A Judge’s Job Is Not a Minister’s Adviser

Tax law is no easy business. There are lots of complicated and seemingly conflicting rules, and tax litigation can come across as quite technical. Perhaps to add some animation to tax litigation proceedings, judges can add some clever wit buried in their decisions.

In 2015, a private corporation earning rental income was eligible for a dividend refund under subsection 129(1) of the Income Tax Act, R.S.C. 1985, c. 1 (5th Supp.), but failed to do so due to health problems of its principal. It applied for relief from the Minister under the discretionary taxpayer relief professions in subsections 220(2.1) and (3).

When this relief by the Minister was denied, the Federal Court dismissed the application for judicial review, granting only some relief for interest. The court concluded it had no jurisdiction, as it was the exclusive jurisdiction of the Tax Court of Canada to interpret the Act.

The Federal Court of Appeal recently released its decision on the appeal in Bonnybrook Industrial Park Development Co. Ltd. v. Canada (National Revenue), with the majority finding that the Federal Court made a reviewable error,

[19] …The Tax Court’s jurisdiction is limited by statute, and in income tax matters its jurisdiction is generally limited to hearing appeals concerning the correctness of assessments. Its jurisdiction does not extend to judicial review of decisions of the Minister under discretionary relief provisions of the Act (The Minister of National Revenue v. JP Morgan Asset Management (Canada) Inc., 2013 FCA 250 (CanLII)2014 D.T.C. 5001, at paragraph 90). Accordingly, the Federal Court does have the jurisdiction to decide this judicial review application.

The more interesting part of the decision though is Justice Stratas’ dissent, which agrees with the analysis and conclusion of the majority on the jurisdiction issue.

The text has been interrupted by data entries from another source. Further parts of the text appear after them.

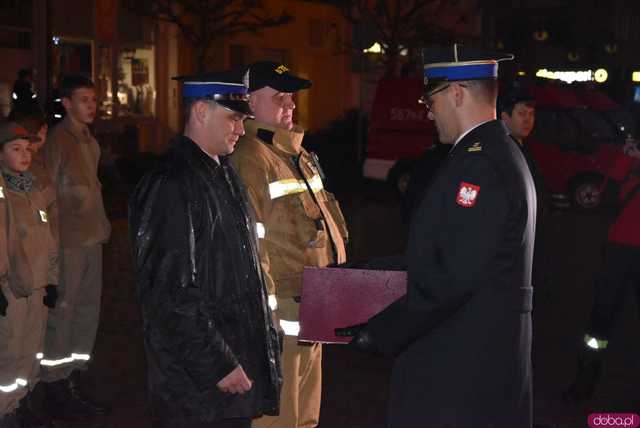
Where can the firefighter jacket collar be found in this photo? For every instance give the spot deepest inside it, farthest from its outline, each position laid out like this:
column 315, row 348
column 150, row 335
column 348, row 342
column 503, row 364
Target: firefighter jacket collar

Although both decisions shared concerns about the Minister’s performance on the application as lacking transparency and justification, Justice Stratas resisted interpreting the appropriate subsections for the Minister that she should have done in providing coherent reasons.

Instead, he indicated there is a limit to the participation of reviewing courts, who should still allow administrators to do their jobs,

[89] In this case I have a deeper concern: I cannot conclude that the Minister has grappled with this matter and done her job.

[90] Should I do the Minister’s job, interpret the subsections and write up the reasons the Minister should have written? No.

[91] My job is judicial review of the Minister, not judicial impersonation of the Minister. I do not work for the Minister. I am not the Minister’s adviser, thinker, or ghostwriter. I am an independent reviewer of what the Minister has done.

[92] In conducting review, I am entitled to interpret the reasons given by the Minister seen in light of the record before her. Through a legitimate process of interpretation, I can sometimes understand what the Minister meant when she was silent on certain things.

[93] But faced with a silence whose meaning cannot be understood through legitimate interpretation, who am I to grab the Minister’s pen and “supplement”her reasons? Why should I, as a neutral judge, be conscripted into the service of the Minister and discharge her responsibility to write reasons? Even if I am forced to serve the Minister in that way, who am I to guess what the Minister’s reasoning was, fanaticize about what might have entered the Minister’s head or, worse, make my thoughts the Minister’s thoughts? And why should I be forced to cooper up the Minister’s position, one that, for all I know, might have been prompted by inadequate, faulty or non-existent information and analysis?

[94] The Minister should do the job Parliament assigned to her and her alone: to look at the relevant provisions, interpret them, and decide upon their meaning with an explanation that permits meaningful review.